Folks came from nearly every corner of America for a chance to swap stories, see old friends and share their mutual interest in Massey-made machinery.
The event wasn't a public farm show like those held in many towns during summer months. Instead, it was a private gathering for the red-and-yellow faithful.
A family reunion feel permeated the place, with many collectors sharing friendships that stretched back to the days before Massey-Harris was purchased by Massey Ferguson.
Old to young, everyone had fun surrounded by a virtual sea of Massey farm equipment, from huge corn harvesters to tiny lawn mowers, vintage combines to antique horse-drawn plows.

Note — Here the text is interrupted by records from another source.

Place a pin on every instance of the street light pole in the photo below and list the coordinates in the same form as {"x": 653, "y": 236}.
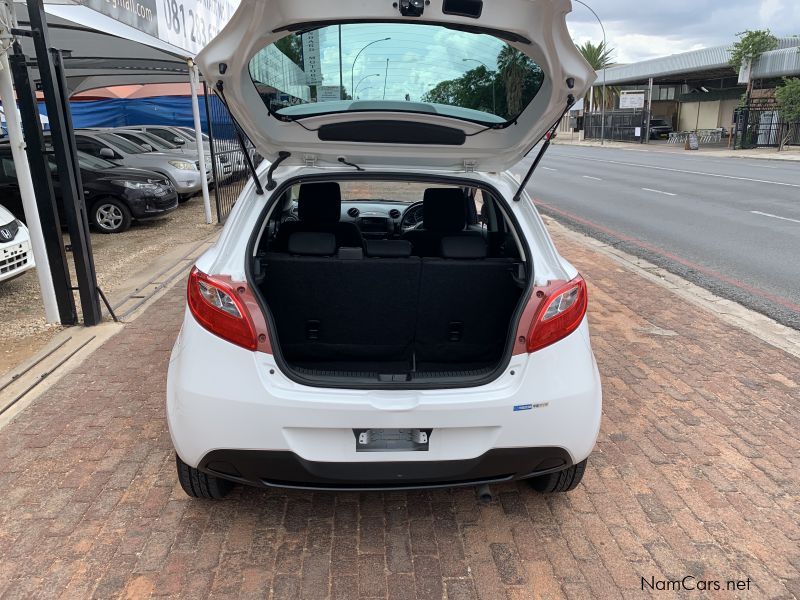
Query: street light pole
{"x": 362, "y": 80}
{"x": 352, "y": 68}
{"x": 603, "y": 101}
{"x": 488, "y": 70}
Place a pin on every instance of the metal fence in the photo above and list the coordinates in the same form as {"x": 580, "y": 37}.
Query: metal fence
{"x": 228, "y": 159}
{"x": 759, "y": 125}
{"x": 621, "y": 125}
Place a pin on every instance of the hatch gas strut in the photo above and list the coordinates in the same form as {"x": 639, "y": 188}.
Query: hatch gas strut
{"x": 547, "y": 138}
{"x": 250, "y": 166}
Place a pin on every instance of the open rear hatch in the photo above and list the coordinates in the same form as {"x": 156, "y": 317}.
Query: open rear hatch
{"x": 448, "y": 84}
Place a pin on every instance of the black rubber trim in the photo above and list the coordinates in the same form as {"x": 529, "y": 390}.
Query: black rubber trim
{"x": 443, "y": 383}
{"x": 392, "y": 132}
{"x": 463, "y": 8}
{"x": 281, "y": 468}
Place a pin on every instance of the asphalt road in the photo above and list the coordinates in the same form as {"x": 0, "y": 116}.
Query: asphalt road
{"x": 730, "y": 225}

Look for a full-length feature about the gathering in an upcoming Farm Collector, complete with photos of rare tractors and a fully restored Massey-Harris Model 21A combine that Steve donated to the Midwest Old Settlers and Threshers museum in Mt. Pleasant, Iowa.
When I left for home after meeting so many new friends that day, I remembered once again that it's not the machines that make the old-iron hobby thrive - it's the community.
That same community has kept Farm Collector rolling off the press each month for the last six years. That's because folks love to read about other collectors - not just their prized collections.
In fact, without the fascinating people who find and restore farm collectibles, our pages would likely be filled with nothing but rusted metal.
It's truly the people, like Steve and other folks I met at Massey Days, who keep the hobby alive and thriving.